Mein Leben war lange Zeit geprägt von Extremen. Ich kannte nur zwei Zustände: Alles oder nichts, Euphorie oder Leere, Erfolg oder Versagen. Heute weiß ich, dass wahre Stärke nicht darin liegt, immer 150 % zu geben, sondern die richtige Balance zwischen Anstrengung und Erholung zu finden.

Ich bin noch nicht am Ziel – aber ich bin auf dem richtigen Weg. Mein Praktikum bei Wien Energie gibt mir nicht nur berufliche Perspektiven, sondern auch ein Team, das mich unterstützt. Meine Morgenroutinen helfen mir, mich zu fokussieren und meinen Tag bewusst zu gestalten.
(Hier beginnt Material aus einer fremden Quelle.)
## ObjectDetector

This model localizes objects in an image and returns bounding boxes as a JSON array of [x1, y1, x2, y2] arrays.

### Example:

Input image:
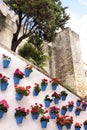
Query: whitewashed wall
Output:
[[0, 47, 87, 130]]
Und vor allem habe ich gelernt, dass ich nicht gegen mich selbst kämpfen muss – sondern mit mir arbeiten kann.

Wenn du dich selbst oft zwischen Extremen wiederfindest, wenn du das Gefühl hast, nie genug zu sein oder immer gegen dich selbst anzukämpfen – dann kann ich dir nur sagen: Es gibt einen Weg zur Balance. Du bist nicht allein. Und du bist nicht falsch, nur weil du anders funktionierst.

Manchmal braucht es den Mut, neu anzufangen. Und manchmal reicht ein einziger kleiner Schritt, um den eigenen Weg zu finden.